Stella (Sylvie Verheyde, 2009): France

Reviewed by Byron Potau.  Viewed at the Billy Wilder Theatre as part of the 2009 Los Angeles Film Festival.

Writer/director Sylvie Verheyde’s autobiographical Stella is the film so many films like it wish they could be.  Told from the point of view of its young protagonist, it is direct, honest, and completely unpretentious, not once giving us a false moment.

Set in 1977 Paris, eleven year-old Stella (Leora Barbara) is attending her first day at a new school that usually caters to richer and more privileged kids than herself.  She is an outcast from the start, returning home with a black eye after she spits in the face of a boy who tries to take her soccer ball.  Her clothes are not cool enough, and the professors are prone to flying into rages during which they dump out students’ belongings onto the floor, or even throwing them out of the window in their frustration.  Stella is content to keep to herself in the beginning, until she makes friends with Gladys (Melissa Rodriguez), the smartest girl in the class.  Stella’s other childhood friend is Genevieve (Laetitia Guerard) whom she sees when she visits with her grandma. 

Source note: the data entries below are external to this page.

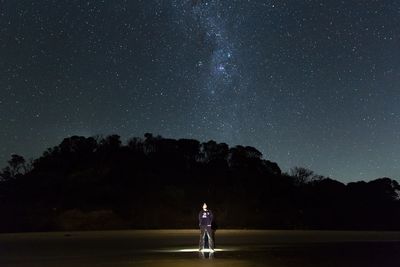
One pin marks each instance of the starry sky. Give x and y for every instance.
(308, 83)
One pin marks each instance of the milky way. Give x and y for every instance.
(308, 83)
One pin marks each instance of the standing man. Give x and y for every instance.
(205, 222)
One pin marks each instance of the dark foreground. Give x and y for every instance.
(178, 248)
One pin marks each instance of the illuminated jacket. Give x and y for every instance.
(205, 218)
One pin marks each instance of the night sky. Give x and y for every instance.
(308, 83)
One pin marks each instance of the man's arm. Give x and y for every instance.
(199, 217)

At home Stella is in a grown up world.  Her parents Roselyne (Karole Rocher) and Serge (Benjamin Biolay) own a café/bar, and Stella is very friendly with several of the customers who, despite being mostly lower class alcoholics, are respectable people in their way.  However, some of the regulars are a bit unsavory, and Stella is witness to drunken brawls and her mother’s infidelities which cause a lot of tension between her parents.  Stella struggles at her new school and against the lifestyle she has grown accustomed to, but is able to make adjustments along the way that will help her eventually turn things around for her.

Verheyde’s film is very good about staying away from clichés.  Stella’s parents are not the typical obstacle to her advancement that parental characters usually are in this type of film.  They have their problems with each other and they are flawed in several ways, but they want the best for Stella and show her as much love and attention as parents can be expected to.

The pacing of the film is steady as events unfold gradually, which works extremely well in showing Stella in her everyday life.  At no time does the viewer ever get the feeling that the filmmakers are trying to think of things for Stella to do or that any of the scenes are filler.  In fact, with Nicolas Gaurin’s cinematography with its dulled colors, Christel Dewynter’s editing, and the naturalness of the performances, which are all excellent, the film achieves a seventies feel and verite style that adds to the film’s realism. 
 
While every performance is excellent, Leora Barbara and Laetitia Guerard are particularly stunning as the precociously streetwise Stella and her friend Genevieve.  Verheyde shows a real talent for working with children as there is an honesty and naturalness to the children’s scenes–whether it is the girls playing together, or at a birthday party and dance, or having awkward moments with boys, every scene is played just right.

Right down to the music by Nousdeux, Verheyde seems makes all the right choices, culminating in a very sensitive and realistic film that should not be missed.